Notas iniciais
Capítulo não recomendado pra crianças.

P.O.V. Daniel.

Ela sentou na cama e comeu um pote de sorvete. O humor dela foi de depressivo para dando gargalhadas.

—O sorvete sempre funciona.

—A cabeça tá menos bagunçada?

—Muito menos. Quer um pouco?

—Quero.

Ficamos sentados na cama tomando sorvete. Então, o momento pelo qual eu esperei por milhares de anos finalmente chegou.

—Sempre vai ser você Allison como sempre foi.

P.O.V. Allison.

Puta merda, isso é muito bom. Eu to pegando fogo.

Estávamos trocando carinhos quando ele abriu as asas e eu parei. Eu parei na hora.

—O que foi? Eu to te machucando?

—Não.

Respirei aliviada. Então eu senti, doeu, mas então foi o céu.

—É assim que é estar no céu?

—Não. Isso deixa o paraíso no chinelo.

—Olha, ouvir isso de um anjo deixa o meu ego deste tamanho.

Eu estendi os braços para demonstrar o tamanho. E ele deu risada.

P.O.V. Daniel.

Estávamos conversando, rindo depois de termos feito amor. Não foi só sexo, foi amor. Então ela me pegou totalmente de surpresa, subiu encima de mim.

—Minha vez de ficar no controle. Agora, você é meu.

Ela me encaixou dentro dela e começou a me cavalgar.

—Senta. Vem cá.

—Mais perto. Mais perto.

Ela me puxou.

—Perfeito.

Allison colocou as mãos nos meus ombros pra ajudar a tomar impulso, me fazendo ir cada vez mais fundo dentro dela. Então... foi melhor que o céu.

—Você tá bem?

—Melhor que bem. Eu te amo sabia?

—Eu também te amo.

—O meu pai vai matar você.

—Então vou morrer feliz.

Ela deu risada.

—Sabe o que eu acabo de notar?

—O que?

—Que eu roubei a pureza de um anjo. Será que isso vai me mandar pro inferno?

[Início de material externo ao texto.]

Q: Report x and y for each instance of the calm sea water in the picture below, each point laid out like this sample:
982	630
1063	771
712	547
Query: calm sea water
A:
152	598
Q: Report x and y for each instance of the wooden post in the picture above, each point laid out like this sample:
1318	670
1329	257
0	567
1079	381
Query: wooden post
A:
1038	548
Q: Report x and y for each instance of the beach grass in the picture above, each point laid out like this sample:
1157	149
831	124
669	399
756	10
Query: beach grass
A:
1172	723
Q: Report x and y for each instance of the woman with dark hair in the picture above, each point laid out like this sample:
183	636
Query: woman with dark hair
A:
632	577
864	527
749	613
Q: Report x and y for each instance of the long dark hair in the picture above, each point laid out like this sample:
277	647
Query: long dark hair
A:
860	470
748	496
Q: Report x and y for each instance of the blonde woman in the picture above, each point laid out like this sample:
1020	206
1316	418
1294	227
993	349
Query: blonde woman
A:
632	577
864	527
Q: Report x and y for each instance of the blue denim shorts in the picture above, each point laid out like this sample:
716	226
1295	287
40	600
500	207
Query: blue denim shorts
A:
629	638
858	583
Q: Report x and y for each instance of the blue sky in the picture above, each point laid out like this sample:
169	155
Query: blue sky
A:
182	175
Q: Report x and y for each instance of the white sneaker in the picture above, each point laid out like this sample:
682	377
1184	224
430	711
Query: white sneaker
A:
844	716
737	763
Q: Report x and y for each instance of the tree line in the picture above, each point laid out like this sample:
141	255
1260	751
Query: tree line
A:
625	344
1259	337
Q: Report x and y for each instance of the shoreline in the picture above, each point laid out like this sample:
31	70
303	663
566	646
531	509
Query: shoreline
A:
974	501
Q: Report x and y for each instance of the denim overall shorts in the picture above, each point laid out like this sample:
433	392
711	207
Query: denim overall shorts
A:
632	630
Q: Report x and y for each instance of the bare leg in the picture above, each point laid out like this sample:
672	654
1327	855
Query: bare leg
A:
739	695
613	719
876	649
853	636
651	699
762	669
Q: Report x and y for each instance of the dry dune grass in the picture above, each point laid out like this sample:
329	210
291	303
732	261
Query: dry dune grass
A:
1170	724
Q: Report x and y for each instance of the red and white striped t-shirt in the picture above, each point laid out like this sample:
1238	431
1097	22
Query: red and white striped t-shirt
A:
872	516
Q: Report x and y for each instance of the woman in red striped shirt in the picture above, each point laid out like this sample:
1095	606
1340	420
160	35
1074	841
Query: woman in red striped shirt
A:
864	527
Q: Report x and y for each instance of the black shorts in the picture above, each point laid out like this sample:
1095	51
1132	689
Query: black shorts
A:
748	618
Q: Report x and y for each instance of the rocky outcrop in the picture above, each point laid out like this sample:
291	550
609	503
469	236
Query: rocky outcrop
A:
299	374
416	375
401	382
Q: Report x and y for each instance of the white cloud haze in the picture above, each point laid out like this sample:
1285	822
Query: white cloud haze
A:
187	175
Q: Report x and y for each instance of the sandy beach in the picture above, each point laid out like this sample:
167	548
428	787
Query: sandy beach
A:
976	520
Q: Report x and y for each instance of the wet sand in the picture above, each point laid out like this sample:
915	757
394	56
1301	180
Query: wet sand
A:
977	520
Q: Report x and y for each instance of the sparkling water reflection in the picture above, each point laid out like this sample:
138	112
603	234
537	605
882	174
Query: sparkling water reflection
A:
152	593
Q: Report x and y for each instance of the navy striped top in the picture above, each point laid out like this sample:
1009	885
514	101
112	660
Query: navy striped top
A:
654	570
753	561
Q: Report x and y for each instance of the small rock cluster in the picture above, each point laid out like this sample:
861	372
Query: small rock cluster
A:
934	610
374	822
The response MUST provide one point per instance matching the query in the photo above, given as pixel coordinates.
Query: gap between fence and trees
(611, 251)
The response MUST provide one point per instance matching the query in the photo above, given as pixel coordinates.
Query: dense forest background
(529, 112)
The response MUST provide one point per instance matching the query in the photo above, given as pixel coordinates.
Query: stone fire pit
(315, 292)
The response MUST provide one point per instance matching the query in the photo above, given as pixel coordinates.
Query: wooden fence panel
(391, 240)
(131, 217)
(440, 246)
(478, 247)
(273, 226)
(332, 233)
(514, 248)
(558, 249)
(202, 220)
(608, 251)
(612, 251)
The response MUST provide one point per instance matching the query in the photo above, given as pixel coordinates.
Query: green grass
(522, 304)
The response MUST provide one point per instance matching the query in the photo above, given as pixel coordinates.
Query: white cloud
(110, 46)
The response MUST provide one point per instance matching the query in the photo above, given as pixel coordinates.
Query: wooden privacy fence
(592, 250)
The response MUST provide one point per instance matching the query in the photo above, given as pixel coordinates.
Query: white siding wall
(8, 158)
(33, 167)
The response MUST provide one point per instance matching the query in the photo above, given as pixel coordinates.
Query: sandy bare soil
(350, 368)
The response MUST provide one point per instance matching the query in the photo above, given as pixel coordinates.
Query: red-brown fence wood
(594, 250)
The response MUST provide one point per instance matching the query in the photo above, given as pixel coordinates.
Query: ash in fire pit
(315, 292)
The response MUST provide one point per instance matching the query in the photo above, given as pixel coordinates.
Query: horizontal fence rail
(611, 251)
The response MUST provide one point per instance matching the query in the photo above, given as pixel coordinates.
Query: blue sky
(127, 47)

—Não. E mesmo se te mandar, eu te sigo até no inferno mulher.

Nós ficamos lá abraçados, rindo, beijando, namorando.

—Eu te amarei pra sempre.

—Quando se é um vampiro ou no seu caso um anjo, pra sempre é muito tempo. Minha nossa! Quando Deus criou você ele tava de ótimo humor e super inspirado.

—Posso dizer o mesmo á seu respeito.

—Eu quero tentar uma coisa. Se eu te machucar, você fala tá?

—Que coisa?

Ela se enfiou embaixo do edredom e ai eu entendi o que ela tava falando.

—É salgado e gosmento, mas é bom.

—Minha vez.

—Você não precisa se não quiser.

—Mas, eu quero.

P.O.V. Allison.

Eu senti a língua dele tocando a minha intimidade, ela era quente e eu senti aquela maravilhosa sensação no baixo ventre. Ele ficou naquela deliciosa tortura por vários minutos.

—Porra Daniel! Me deixa gozar desgraçado!

—Só, se pedir por favor.

Ele ficou provocando e até eu não aguentar mais e implorar:

—Por favor.

Então finalmente tudo explodiu.

—Isso não ficar assim não. Eu fui boazinha com você.